Bare `Task.async` creates linked tasks that can crash your process or leave zombie tasks running. `Task.Supervisor` provides supervised tasks with automatic cleanup and proper error isolation.

```elixir
# ❌ BARE TASK.ASYNC - Crashes propagate, no cleanup
defmodule DataFetcher do
  def fetch_all_data do
    tasks = [
      Task.async(fn -> fetch_users() end),
      Task.async(fn -> fetch_posts() end),
      Task.async(fn -> fetch_comments() end)
    ]

    # If fetch_posts() crashes, the entire process crashes!
    # Orphaned tasks may continue running in the background
    results = Task.await_many(tasks, 5_000)

    {:ok, results}
  end
end

# ✅ TASK.SUPERVISOR - Isolated tasks with automatic cleanup
defmodule DataFetcher do
  def fetch_all_data do
    tasks = [
      Task.Supervisor.async(MyApp.TaskSupervisor, fn -> fetch_users() end),
      Task.Supervisor.async(MyApp.TaskSupervisor, fn -> fetch_posts() end),
      Task.Supervisor.async(MyApp.TaskSupervisor, fn -> fetch_comments() end)
    ]

    # Crashes are isolated - other tasks continue
    # Failed tasks return {:exit, reason}
    results = Task.yield_many(tasks, 5_000)

    {:ok, results}
  end
end
```

The key difference: supervised tasks don't crash their caller and are automatically cleaned up when they complete or fail.

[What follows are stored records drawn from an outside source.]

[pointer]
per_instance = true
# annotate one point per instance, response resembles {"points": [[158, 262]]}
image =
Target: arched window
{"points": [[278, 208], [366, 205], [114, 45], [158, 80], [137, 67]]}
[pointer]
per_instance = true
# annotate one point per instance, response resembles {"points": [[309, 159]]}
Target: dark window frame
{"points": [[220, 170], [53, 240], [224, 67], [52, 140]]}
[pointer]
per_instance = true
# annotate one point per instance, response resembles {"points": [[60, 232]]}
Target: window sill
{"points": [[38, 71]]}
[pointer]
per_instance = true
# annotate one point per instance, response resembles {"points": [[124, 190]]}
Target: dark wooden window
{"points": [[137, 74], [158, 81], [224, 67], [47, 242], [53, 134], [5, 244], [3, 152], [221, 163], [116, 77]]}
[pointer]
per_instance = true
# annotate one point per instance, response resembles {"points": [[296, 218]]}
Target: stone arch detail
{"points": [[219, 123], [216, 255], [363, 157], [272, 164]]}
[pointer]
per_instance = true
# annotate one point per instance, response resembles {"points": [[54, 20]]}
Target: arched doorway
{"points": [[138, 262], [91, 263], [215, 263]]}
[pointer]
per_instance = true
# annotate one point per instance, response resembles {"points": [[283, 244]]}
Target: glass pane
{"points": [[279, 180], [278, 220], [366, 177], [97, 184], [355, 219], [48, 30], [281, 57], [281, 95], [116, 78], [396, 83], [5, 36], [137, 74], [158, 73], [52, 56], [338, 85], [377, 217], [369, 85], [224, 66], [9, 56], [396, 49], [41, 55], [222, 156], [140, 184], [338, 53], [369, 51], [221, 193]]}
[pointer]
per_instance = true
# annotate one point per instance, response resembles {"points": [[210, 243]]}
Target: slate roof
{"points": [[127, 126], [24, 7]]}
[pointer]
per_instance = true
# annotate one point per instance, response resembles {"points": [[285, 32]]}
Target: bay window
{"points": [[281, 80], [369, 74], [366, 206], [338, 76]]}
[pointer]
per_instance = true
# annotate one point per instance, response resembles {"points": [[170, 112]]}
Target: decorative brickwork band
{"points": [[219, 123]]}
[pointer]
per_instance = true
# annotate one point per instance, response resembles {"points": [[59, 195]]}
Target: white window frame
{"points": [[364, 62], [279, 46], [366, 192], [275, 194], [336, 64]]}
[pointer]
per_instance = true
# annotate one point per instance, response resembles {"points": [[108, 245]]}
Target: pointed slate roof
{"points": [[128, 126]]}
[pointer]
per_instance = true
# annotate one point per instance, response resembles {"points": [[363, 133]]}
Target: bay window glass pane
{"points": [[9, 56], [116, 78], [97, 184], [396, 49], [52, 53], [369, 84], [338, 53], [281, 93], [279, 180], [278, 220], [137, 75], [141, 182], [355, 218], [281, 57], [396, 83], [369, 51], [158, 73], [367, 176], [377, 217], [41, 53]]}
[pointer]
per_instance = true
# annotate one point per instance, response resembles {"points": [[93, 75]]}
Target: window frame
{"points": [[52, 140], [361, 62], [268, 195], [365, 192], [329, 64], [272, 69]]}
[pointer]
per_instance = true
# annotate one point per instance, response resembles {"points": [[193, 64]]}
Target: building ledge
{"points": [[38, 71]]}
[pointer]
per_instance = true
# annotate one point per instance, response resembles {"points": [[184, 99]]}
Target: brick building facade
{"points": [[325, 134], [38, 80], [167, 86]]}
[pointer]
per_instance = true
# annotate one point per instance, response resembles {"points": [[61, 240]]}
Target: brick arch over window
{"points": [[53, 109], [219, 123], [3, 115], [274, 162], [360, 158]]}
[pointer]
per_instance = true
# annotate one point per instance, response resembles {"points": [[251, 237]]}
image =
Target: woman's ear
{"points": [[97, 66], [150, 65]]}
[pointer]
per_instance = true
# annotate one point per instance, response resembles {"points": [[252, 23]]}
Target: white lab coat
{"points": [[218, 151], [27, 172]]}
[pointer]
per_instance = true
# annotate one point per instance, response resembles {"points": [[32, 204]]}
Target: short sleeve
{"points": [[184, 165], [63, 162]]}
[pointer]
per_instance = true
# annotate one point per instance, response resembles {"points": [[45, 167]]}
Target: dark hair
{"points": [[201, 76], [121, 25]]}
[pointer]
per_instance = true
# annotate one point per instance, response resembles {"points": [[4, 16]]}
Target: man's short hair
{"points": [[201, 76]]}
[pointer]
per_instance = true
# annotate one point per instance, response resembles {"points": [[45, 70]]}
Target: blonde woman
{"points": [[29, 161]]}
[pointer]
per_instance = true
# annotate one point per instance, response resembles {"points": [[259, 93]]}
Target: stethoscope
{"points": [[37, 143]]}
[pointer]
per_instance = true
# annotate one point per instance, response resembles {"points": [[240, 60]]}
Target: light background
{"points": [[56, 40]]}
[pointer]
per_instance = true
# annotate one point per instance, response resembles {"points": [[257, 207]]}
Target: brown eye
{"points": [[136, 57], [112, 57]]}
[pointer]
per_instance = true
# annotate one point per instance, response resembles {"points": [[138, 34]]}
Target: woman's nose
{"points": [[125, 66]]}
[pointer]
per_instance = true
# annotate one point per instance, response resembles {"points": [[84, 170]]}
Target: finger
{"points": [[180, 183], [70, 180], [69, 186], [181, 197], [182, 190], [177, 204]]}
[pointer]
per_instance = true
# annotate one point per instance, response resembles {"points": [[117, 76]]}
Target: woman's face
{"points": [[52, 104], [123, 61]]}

## Handling task failures gracefully

`Task.yield_many/2` returns results without raising, letting you handle failures individually:

```elixir
defmodule ReportGenerator do
  def generate_reports(user_ids) do
    tasks =
      Enum.map(user_ids, fn user_id ->
        Task.Supervisor.async(MyApp.TaskSupervisor, fn ->
          generate_user_report(user_id)
        end)
      end)

    tasks
    |> Task.yield_many(30_000)
    |> Enum.map(fn {task, result} ->
      case result do
        {:ok, report} ->
          report

        {:exit, reason} ->
          Logger.error("Task failed: #{inspect(reason)}")
          nil

        nil ->
          # Task timed out - kill it
          Task.shutdown(task, :brutal_kill)
          Logger.error("Task timed out")
          nil
      end
    end)
    |> Enum.reject(&is_nil/1)
  end
end
```

## Starting a Task.Supervisor in your application

Add the supervisor to your application's supervision tree:

```elixir
defmodule MyApp.Application do
  use Application

  def start(_type, _args) do
    children = [
      MyApp.Repo,
      MyAppWeb.Endpoint,
      {Task.Supervisor, name: MyApp.TaskSupervisor}
    ]

    opts = [strategy: :one_for_one, name: MyApp.Supervisor]
    Supervisor.start_link(children, opts)
  end
end
```

Now you can use `MyApp.TaskSupervisor` throughout your application.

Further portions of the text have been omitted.